M. Faik GÜNGÖR m.f.g.023@hotmail.com

İşittim ki günlerce yemeden duruyormuş,
Nefes dilenenlere çile buyuruyormuş…

Tarif ettiler gittim vardım bir değirmene,
Boşa dönüyor taşlar yoktu içinde tane…

Hikmetini sorunca; «Şahittir yetmiş sene,
Öğütürüm bitmedi ne kin bende, ne ene.»

Yarım sayılır dedi, kendi başına adam,
Saymalı her canlıyı ortak aşına adam…

Tüm serveti ibriği, seccadesi, tesbihi,
Bunların hesabını vermek kolay mı sahi?..

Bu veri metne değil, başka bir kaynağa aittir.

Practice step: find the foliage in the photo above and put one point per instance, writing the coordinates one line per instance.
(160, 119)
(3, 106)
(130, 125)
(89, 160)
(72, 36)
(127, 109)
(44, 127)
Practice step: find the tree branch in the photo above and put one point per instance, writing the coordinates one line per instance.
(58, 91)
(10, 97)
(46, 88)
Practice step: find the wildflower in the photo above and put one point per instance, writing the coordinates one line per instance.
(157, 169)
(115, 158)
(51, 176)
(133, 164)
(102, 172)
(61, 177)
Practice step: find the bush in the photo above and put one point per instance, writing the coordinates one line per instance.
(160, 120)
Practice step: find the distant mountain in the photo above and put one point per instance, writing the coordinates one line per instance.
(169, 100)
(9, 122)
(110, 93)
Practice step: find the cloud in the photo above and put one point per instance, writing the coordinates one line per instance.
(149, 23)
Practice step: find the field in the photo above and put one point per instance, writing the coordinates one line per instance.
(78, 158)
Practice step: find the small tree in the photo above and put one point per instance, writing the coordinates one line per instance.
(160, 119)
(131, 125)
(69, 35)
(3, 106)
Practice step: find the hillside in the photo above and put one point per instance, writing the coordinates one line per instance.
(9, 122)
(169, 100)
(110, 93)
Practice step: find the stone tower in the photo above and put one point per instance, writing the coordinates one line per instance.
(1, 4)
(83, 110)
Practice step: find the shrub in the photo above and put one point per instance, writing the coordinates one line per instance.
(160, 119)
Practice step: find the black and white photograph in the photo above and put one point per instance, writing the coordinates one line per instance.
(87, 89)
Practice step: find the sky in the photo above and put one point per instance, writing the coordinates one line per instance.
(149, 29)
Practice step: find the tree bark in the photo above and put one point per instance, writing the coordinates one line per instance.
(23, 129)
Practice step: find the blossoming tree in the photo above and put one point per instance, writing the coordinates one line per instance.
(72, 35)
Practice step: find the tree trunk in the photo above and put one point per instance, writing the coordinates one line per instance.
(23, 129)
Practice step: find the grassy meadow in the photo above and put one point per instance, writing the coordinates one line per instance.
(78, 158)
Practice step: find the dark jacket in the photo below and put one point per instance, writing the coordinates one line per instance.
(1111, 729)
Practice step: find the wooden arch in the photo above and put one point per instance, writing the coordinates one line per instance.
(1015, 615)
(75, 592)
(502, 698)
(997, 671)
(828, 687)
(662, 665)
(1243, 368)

Bedduâdan kaçmalı nazardan kaçar gibi,
«Devâ duâdır.» demiş Kâinâtın Sahibi.

Zalim avcı zevkine bıldırcın, keklik vurur,
Çocuğu avutmaya anneler taş kavurur.

Minnacık peynir için Firavun buyruğuna,
Boyun büker yapışır farenin kuyruğuna…

İblis paslı ağuyu zemzem suyuyla yunar,
Cehennem ateşini altın kâsede sunar…

Ömür dediğin ne ki işte geldi geçiyor,
Amelinden gayrisi terk ediyor, kaçıyor…

Allâh’ın rahmetinden ümit kesmek küfürdür,
Fukarâya tebessüm sadakadır, zikirdir…

Midene kaya bağla kul hakkından uzak dur.
Tek kişilik hânende en zor hesabın budur…

Gıybet, ağza aldığın kardeşinin etidir,
Hoşgörü ömrümüzün bitmez bereketidir…

Herkesi bir gözle gör, üstün görme kendini,
Kendi derdin bilmeli başkasının derdini…

«Ne olursan gel!» demiş kucak açmış Mevlânâ.